In modo particolare suggerisce al municipio di disporre della presenza nei centri di raccolta di personale formato, a disposizione degli utenti durante gli orari di apertura. Collaboratori adeguatamente istruiti dai servizi cittadini preposti che accompagnano i cittadini - citiamo - «nell’impegnativa azione di liberarsi dei rifiuti, senza l’ansia di incappare in ammonimenti o rimproveri di vario tipo». Una sorta di “coaching” offerto alla cittadinanza, direttamente sul campo, che potrebbe a sua volta poi essere riassunto nei suoi punti essenziali in un volantino da consegnare ai cittadini dopo aver smaltito i propri rifiuti.

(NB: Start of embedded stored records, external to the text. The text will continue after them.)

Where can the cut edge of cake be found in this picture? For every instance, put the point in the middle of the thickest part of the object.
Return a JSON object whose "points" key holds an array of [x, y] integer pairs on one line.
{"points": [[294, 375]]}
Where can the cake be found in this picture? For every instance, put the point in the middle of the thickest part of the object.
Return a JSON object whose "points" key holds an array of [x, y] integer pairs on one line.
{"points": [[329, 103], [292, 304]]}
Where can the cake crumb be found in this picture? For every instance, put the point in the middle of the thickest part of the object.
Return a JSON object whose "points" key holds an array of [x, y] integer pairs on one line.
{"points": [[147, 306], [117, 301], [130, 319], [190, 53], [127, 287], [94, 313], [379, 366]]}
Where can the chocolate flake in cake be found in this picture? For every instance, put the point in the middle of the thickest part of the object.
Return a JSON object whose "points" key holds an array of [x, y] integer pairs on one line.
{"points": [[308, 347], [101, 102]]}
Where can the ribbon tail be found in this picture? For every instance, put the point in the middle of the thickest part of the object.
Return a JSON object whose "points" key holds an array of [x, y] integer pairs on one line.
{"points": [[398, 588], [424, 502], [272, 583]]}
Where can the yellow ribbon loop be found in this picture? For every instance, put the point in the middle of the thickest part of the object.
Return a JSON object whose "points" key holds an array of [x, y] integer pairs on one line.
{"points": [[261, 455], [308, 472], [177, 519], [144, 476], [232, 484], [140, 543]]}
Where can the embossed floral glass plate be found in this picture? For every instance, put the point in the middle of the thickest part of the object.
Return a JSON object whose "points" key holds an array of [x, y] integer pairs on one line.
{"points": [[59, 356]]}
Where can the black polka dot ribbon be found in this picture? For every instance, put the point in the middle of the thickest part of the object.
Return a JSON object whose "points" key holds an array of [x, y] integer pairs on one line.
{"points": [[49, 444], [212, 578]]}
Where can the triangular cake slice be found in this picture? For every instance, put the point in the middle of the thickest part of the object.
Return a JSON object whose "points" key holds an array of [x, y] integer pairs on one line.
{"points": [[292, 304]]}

Questa azione - propongono i pipidini - potrebbe essere promossa a tappeto facendo capo alle risorse fornite dalle persone al beneficio delle prestazioni assistenziali: «Tale opzione non costerebbe nulla in termini finanziari al Comune poiché l’attività delle persone in assistenza, sotto il cappello dei lavori di pubblica utilità, sarebbe interamente preso a carico dal Cantone per almeno 6 mesi».

Un’azione, riassumendo, «win-win» per il Comune a livello finanziario, per i cittadini in termini di informazione, per i beneficiari di prestazioni assistenziali che potrebbero essere occupate e per il personale comunale impiegato nelle discariche, che verrebbe sgravato dalle tensioni.